Transplantation and Homing of Mouse Embryonic Stem Cells Treated with Erythropoietin in Spleen and Liver of irradiated mice

Background: The present study was designed to evaluate the homing potential of mouse embryonic stem cells (ESC) treated with erythropoietin (EPO) in hematopoietic organs such as spleen and liver after transplantation using morphological and immuno-histochemical techniques. Methods: Day-four embryoid body (EB)-derived cells were dissociated and re-plated in medium in the presence and absence of EPO for three days. The EPO- and untreated differentiated cells were labeled with 5-bromo-2 deoxyuridine (BrdU) before transplantation and analyzed using flow cytometry and reverse transcription-PCR methods. BrdU-labeled cells were injected via the tail vein into irradiated adult mice in both groups. The spleen colony-forming unit assay (CFU-S) was performed 12 days after transplantation.

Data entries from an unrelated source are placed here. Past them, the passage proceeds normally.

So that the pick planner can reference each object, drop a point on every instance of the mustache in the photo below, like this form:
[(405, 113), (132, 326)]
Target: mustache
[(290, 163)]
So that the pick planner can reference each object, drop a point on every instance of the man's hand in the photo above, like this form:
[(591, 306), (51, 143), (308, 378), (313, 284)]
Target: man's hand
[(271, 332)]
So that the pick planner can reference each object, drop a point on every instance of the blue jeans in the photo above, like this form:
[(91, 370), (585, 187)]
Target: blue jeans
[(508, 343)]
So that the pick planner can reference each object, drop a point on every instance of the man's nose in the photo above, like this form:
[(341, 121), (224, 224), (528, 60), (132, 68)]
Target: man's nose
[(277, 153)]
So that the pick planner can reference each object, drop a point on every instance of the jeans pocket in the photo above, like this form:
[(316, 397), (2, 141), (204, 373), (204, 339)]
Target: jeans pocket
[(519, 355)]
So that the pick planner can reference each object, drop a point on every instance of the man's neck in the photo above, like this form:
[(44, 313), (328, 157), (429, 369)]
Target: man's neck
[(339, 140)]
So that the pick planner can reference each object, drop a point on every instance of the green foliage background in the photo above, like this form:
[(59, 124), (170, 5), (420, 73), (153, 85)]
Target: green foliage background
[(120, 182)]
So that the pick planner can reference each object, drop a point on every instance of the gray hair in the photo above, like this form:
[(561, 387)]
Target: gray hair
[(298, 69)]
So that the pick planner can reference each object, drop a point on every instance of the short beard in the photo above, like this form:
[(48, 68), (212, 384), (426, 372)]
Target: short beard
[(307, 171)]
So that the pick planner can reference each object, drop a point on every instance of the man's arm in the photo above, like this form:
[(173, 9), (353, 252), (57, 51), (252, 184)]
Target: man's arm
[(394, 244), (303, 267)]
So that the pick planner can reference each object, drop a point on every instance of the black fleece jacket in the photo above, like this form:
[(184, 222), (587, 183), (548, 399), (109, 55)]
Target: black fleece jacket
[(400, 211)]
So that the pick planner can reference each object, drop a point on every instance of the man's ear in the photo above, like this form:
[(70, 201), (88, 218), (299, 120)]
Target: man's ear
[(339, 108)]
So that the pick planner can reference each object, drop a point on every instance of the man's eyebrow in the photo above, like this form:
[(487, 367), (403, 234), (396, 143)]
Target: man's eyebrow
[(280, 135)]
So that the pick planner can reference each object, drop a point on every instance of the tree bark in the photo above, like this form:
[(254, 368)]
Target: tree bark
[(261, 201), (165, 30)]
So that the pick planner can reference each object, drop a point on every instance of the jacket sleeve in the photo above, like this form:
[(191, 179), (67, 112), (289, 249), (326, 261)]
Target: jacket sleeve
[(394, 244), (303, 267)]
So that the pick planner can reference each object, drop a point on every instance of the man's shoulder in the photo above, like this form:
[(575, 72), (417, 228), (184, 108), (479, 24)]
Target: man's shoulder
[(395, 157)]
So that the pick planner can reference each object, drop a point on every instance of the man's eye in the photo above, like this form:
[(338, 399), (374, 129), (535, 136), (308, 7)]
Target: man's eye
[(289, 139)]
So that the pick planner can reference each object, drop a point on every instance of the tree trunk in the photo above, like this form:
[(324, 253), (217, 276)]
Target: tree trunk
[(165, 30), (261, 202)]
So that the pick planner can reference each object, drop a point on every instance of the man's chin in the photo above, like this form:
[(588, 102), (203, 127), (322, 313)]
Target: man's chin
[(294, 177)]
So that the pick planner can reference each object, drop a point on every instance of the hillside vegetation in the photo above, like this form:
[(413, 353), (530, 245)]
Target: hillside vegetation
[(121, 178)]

Immuno-histochemistry was also carried out to trace transplanted cells. Results: The percentage of CD34 positive cells was 5.51 ± 1.06% in the EPO-treated group and 1.63 ± 0.225% in untreated group. The RT-PCR analysis showed that the EPO-treated cells expressed ε globin, βH1 globin, RUNX1 and EPO receptor genes, but the beta-major globin gene was not expressed. The number of colonies formed in the spleens of treated group (17.33 ± 4.726) was significantly different from the control group (6 ± 1). The population of BrdU positive cells in spleen of EPO-treated cell-transplanted group was higher than that of the control group. Also, BrdU positive cells were observed in the central vein of the liver sections of EPO-treated and control groups but were not observed in the liver parenchyma. There were not BrdU positive cells in the spleen and liver sections of the sham group. Conclusion: Our results confirm that ESC have the ability to home and form colonies in spleen after transplantation and EPO-treated EB-derived cells caused an increase in the number of colonies in spleen after CFU-S.